I’m not sure what happened but I also somehow was at my all-time chunkiest at that time in my life. And I decided for some unknown reason to wear a yellow dress. (There’s no reason in the world why any pale woman whose family is of Eastern European descent should ever willingly wear large pieces of yellow anything.)
After the prom, we all went to the shore. Michael didn’t go. Even my maybe gay date baled and I went with my sister. To sum it up, the Jersey Shore wasn’t as nice to me as it is to Snooki. They overbooked the hotel so my sister and I got bounced, I went for a nice stroll on the beach and found the stretch of Jersey with no ozone layer. Who needed to go out for breakfast? You could have fried eggs on my arm and bacon on my back. And then, my friend’s boyfriend, whose eyes looked in two entirely different directions was hitting on me.
So I was nearly left out of the table, then left out of having a date, then left out of the hotel (literally), then left out of having a good time with my friends.

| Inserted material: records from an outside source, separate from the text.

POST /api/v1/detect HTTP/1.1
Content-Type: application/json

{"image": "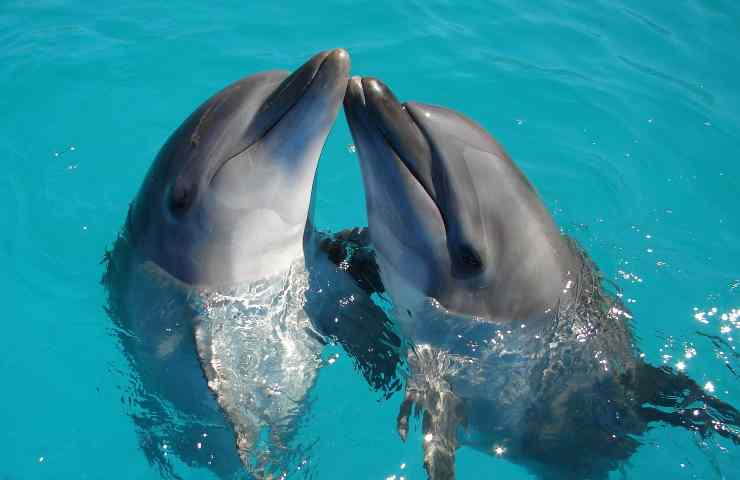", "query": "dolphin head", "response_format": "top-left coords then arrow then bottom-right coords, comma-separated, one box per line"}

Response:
344,77 -> 576,321
128,49 -> 349,284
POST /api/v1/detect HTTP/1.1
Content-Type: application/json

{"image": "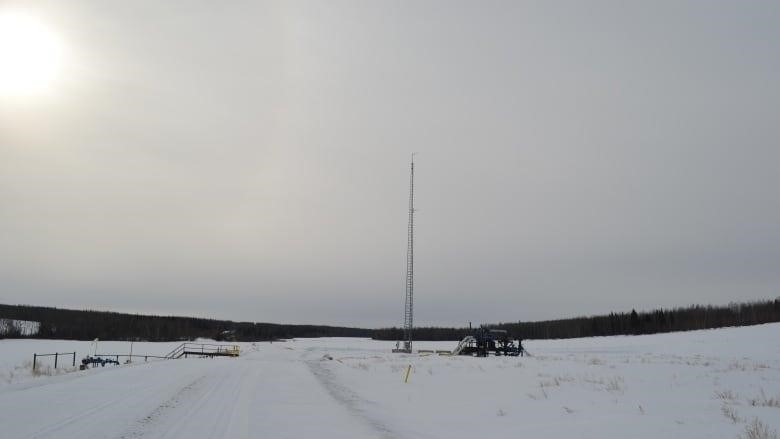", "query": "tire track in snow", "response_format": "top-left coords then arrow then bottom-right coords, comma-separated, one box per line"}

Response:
305,360 -> 399,439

And then from the time I was in my twenties until I was almost 40 and not even close to being married… I was left out of the couples’ world…Then of course when I couldn’t get pregnant… I was left out of the pregnant and/or I have kids world. My point is: So what?
So you’re out of the loop, out of the clique for a while. In this moment of time, we’ve made our own loop… of the millions of others trying to conceive. Okay, it’s a neurotic, depressing, desperate loop a lot of times, but it’s still ours.
And then, guess what? One day, in one way or another, every one of us will graduate from this loop and be back in their old cliques… and probably say to ourselves: “Did I really hang out with these idiots?”